- February 12, 2015
- Posted by: admin
- Categories: Retirement, Retirement Savings
Retirement plans run by IRS are reliable and good for one to secure its future well. Whether you talk about a government employee or about those who are self employed, IRS represents awesome retirement plan for all. Basically, contribution in a retirement plan includes the amount contributed by employer and employees that will be paid at the time of retirement. Every retirement plan comes with certain benefits and contribution limits. Know more about points related to the retirement plan –
Limits on retirement plans by IRS
Retirement plans by IRS are based upon limits of contributions done by employers and employees. Limits always depend upon the amount that can be contributed by the employee and employer but one thing to be important is that the plan must not exceed certain limit. On the basis of different plans, this limit can be different. For 2014 and 2015, the contribution limit is $5500 to $6500 for those whose’ age is 50 or more. On the other hand, income of the employee and filing status is also given a thought to set the limit of contribution for retirement plan.
Types of contributions for employers
According to the consent of the plan document, the employer can carry out matching contributions for employees who contribute elective deferrals such as 50 cents for every dollar contributed. Moreover, the retirement plan contribution can also be discretionary means contributions are done in some year and not in others according to the decision of the company.
According to the design of the plan document, the employer can choose something else than matching contributions for employees contributing elective deferrals.
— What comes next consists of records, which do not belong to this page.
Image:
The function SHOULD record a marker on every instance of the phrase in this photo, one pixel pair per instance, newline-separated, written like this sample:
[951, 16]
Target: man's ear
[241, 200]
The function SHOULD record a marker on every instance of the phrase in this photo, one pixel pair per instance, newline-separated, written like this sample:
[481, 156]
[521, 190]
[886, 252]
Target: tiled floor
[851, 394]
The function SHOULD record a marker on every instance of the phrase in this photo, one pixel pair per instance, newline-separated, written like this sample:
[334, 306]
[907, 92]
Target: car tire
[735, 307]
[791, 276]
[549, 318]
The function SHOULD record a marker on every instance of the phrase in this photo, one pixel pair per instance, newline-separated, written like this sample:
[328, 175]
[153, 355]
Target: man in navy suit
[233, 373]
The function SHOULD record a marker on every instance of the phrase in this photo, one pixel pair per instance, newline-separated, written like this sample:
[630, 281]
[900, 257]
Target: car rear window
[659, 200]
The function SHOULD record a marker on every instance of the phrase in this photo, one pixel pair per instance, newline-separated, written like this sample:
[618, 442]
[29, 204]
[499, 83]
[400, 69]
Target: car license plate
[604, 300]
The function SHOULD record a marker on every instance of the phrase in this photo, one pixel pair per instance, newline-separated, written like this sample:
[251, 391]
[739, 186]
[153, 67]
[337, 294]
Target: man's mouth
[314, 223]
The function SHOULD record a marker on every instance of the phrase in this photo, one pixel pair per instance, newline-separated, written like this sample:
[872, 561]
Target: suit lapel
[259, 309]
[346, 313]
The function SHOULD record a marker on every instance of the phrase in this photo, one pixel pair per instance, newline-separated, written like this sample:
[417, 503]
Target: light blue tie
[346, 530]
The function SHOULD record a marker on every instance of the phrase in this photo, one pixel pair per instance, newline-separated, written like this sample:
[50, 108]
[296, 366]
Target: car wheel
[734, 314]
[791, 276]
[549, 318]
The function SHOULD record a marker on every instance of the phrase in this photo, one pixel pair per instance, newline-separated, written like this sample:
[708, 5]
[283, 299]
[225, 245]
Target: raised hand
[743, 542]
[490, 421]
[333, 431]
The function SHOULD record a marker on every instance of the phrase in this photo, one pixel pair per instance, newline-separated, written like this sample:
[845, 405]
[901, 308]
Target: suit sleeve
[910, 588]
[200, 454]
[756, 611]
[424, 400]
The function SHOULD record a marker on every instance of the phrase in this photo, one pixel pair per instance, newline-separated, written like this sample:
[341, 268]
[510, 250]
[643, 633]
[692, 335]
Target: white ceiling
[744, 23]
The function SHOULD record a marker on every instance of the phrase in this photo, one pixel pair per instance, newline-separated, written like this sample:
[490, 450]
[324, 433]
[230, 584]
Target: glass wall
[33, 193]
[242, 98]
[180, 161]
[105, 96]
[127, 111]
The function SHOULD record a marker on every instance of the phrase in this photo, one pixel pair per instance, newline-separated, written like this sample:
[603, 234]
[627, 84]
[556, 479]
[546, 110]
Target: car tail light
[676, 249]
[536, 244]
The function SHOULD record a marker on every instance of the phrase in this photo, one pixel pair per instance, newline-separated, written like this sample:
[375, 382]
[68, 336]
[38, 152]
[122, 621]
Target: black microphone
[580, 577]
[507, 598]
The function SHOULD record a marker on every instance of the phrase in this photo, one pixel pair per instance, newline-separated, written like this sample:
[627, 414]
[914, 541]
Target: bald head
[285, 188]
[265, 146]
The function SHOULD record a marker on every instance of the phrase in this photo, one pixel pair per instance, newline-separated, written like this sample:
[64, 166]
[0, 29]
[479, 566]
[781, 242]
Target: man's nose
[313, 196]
Prepared on behalf of all the employees who don’t prefer contribute elective deferrals, this is also a successful kind of contribution.
Elective deferral contributions
Employers mostly choose the kind of preparation that matches the contribution of employees who choose elective deferrals. This is a kind of pre tax employee contribution which is in general nothing but certain percentage of the compensation of employee.
Kinds of employee contributions
Like types of employer contributions, there are various kinds of employee contribution plans too for retirement planning. Here is the list of kinds of employee contributions –
Salary reduction contribution
Pre tax employee contributions based upon particular percentage of the employee’s salary, this one is in the midst of the most popular retirement plans. Also, there is a system of contribute fix amount of dollars per pay period.
After tax contribution
This kind of contribution is a compensation amount other than the Roth contribution. The employee needs to involve this in income on tax return.
Participants who are 50 year old or more can make catch up elective deferral contributions more than the basic limits on elective deferrals as per the permission by 401(k), 403(b), SARSEP and SIMPLE IRA plan.
IRS contributions cannot be made regular after the age of 70.5 but one can still continue the Roth IRA and making rollover further.
One more thing to know in this whole scenario is that you can contribute to a conventional or Roth IRA if you are covered by a retirement plan. In case you or your life partner is filled with an employer sponsored retirement plan and your earnings is more than certain limit, you cannot carry out deduction of the entire contribution.
On the other hand, if you and your spouse both are not covered from any retirement plan, you can choose full deduction. If you select conventional IRA plan, you will be able to deduct a fix limit of contribution.
So, this is all about 2015 retirement plans and contribution limit.